Argentino naturalizzato francese, autore di spettacoli esuberanti e dotati di una vena ironica tenera e folle, Alfredo Arias firma la regia di Circo equestre Sgueglia di Raffaele Viviani, prima commedia del drammaturgo napoletano in prosa e musica, composta e andata in scena al Teatro Bellini di Napoli nel 1922. Viviani, autore di una drammaturgia epica e densa di valenze sociali, grazie alle sfaccettature delle proprie opere venne paragonato dalla critica ora a Pirandello ora a Brecht. La storia di Circo equestre Sgueglia, ambientata tra baracconi e giostre, gira intorno a due clown, vittime della infedeltà dei rispettivi compagni di vita, attorniati da una galleria di personaggi che sbarcano il lunario in condizioni di perenne precarietà. «La scrittura di Viviani – scrive Arias – s’impossessa di un mondo particolarmente tragico: il circo, l’emblema della fragilità.

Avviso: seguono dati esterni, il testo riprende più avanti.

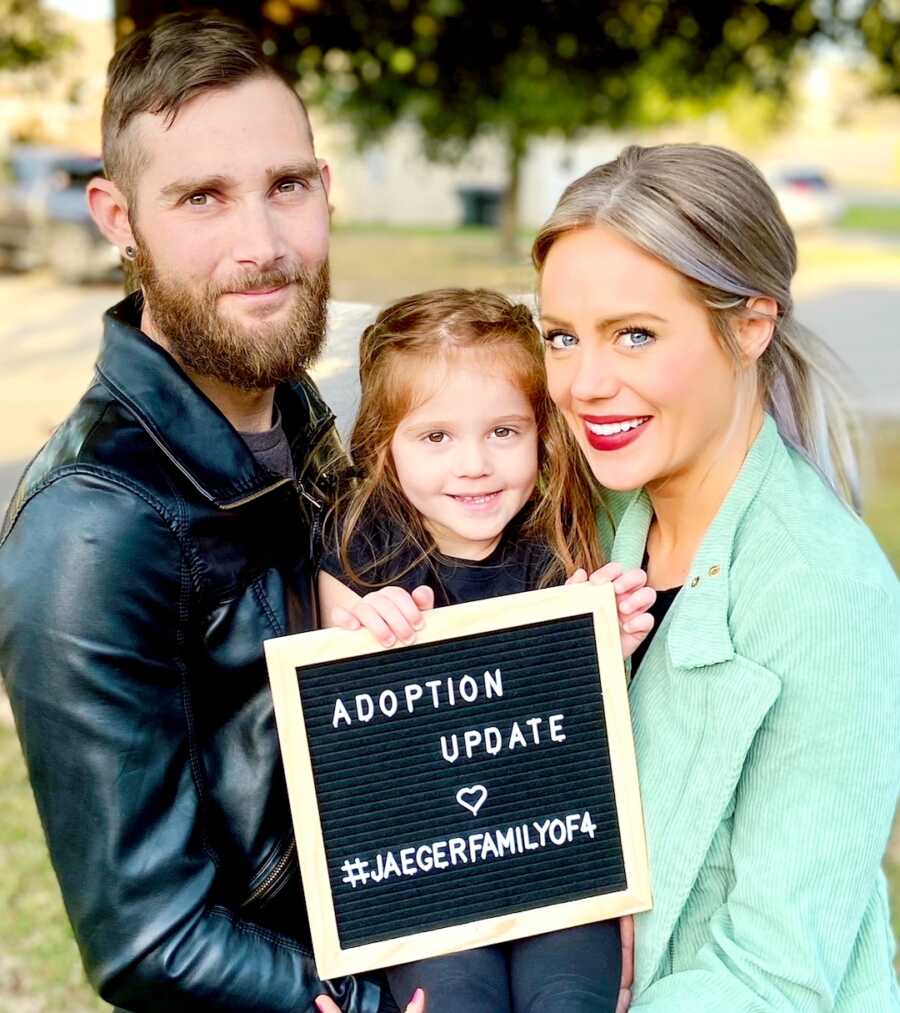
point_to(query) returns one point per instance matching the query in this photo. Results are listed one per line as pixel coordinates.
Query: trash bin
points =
(480, 205)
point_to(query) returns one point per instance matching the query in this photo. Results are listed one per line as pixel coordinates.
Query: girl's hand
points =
(417, 1004)
(632, 598)
(390, 614)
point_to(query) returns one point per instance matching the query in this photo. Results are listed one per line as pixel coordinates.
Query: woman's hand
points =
(390, 614)
(417, 1004)
(632, 599)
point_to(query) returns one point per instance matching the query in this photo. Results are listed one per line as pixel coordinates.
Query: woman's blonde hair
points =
(418, 335)
(708, 214)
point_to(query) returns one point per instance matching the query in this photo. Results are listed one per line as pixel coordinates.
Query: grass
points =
(40, 968)
(882, 219)
(41, 972)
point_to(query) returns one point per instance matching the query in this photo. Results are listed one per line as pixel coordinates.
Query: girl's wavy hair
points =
(417, 336)
(708, 214)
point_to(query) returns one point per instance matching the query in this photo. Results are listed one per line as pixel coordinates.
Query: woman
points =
(766, 707)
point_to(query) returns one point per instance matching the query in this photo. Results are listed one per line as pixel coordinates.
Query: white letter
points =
(469, 695)
(340, 713)
(556, 732)
(445, 752)
(534, 722)
(557, 825)
(516, 736)
(457, 850)
(493, 684)
(492, 734)
(391, 698)
(413, 692)
(365, 698)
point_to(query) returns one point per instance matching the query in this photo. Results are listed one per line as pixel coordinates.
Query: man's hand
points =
(417, 1004)
(626, 930)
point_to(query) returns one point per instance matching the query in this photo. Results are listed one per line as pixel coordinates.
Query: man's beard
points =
(246, 356)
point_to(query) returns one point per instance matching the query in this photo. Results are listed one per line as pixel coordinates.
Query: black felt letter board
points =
(385, 785)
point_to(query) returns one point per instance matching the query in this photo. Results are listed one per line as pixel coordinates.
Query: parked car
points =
(44, 216)
(807, 197)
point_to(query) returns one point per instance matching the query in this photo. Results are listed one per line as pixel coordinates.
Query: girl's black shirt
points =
(379, 555)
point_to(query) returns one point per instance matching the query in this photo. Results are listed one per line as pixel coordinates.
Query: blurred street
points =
(50, 333)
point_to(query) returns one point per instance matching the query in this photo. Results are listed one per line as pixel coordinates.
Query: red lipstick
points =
(621, 436)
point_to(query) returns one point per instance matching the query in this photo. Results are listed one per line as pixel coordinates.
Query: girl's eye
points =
(290, 186)
(634, 337)
(559, 339)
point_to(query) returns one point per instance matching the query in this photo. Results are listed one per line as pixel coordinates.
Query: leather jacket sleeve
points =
(94, 605)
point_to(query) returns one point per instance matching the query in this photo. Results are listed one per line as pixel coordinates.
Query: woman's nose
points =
(594, 378)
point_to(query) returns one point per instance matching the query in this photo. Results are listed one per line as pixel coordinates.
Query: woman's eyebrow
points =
(607, 321)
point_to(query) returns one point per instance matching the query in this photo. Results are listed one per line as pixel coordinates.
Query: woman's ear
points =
(756, 327)
(108, 209)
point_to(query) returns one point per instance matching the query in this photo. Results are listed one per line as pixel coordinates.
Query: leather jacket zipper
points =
(274, 876)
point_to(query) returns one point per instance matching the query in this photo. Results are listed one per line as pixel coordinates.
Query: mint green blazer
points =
(766, 719)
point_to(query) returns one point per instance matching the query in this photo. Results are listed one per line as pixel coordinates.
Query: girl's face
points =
(466, 458)
(633, 362)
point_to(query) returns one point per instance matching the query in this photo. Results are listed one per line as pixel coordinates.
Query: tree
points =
(880, 26)
(460, 68)
(27, 34)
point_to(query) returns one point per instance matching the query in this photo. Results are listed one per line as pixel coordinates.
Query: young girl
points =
(469, 488)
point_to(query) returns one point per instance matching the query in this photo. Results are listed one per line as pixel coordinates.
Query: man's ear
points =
(108, 209)
(757, 326)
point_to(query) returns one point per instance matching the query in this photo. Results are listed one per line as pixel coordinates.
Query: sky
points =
(90, 10)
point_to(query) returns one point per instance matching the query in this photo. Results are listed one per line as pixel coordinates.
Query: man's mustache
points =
(273, 278)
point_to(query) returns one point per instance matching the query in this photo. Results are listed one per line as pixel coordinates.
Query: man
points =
(166, 530)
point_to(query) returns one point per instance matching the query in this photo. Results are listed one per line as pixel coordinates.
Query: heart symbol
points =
(472, 798)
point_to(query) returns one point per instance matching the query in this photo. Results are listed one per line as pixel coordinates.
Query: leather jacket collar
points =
(185, 424)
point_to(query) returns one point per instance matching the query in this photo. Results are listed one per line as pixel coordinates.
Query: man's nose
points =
(257, 240)
(595, 377)
(472, 459)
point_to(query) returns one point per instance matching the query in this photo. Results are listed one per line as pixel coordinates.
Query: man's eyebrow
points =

Un mondo esposto alla tempesta, ai capricci della pioggia e del vento, ai sussulti del cuore perché questa comunità è anch’essa alla mercé delle intemperie della passione. Da questa immedesimazione con “il povero diavolo” che si nasconde in noi, nascono le lacrime. Come se esse volessero placare la violenza di un’ingiustizia commessa su questo individuo privo di qualsiasi cinismo, che si rifugia nel profondo di ognuno di noi. Viviani ci trascina in un doppio gioco. Un gioco che noi dobbiamo immaginare – quello della rappresentazione circense – e uno al quale assistiamo – quello della vita. Ci dice che non esiste rifugio possibile: anche il circo, concepito come un ultimo riparo, è esposto alla vertigine della passione e i suoi abitanti possono esserne espulsi in qualsiasi momento per sprofondare nella più grande delle solitudini».

Spettacolo con soprattitoli in italiano.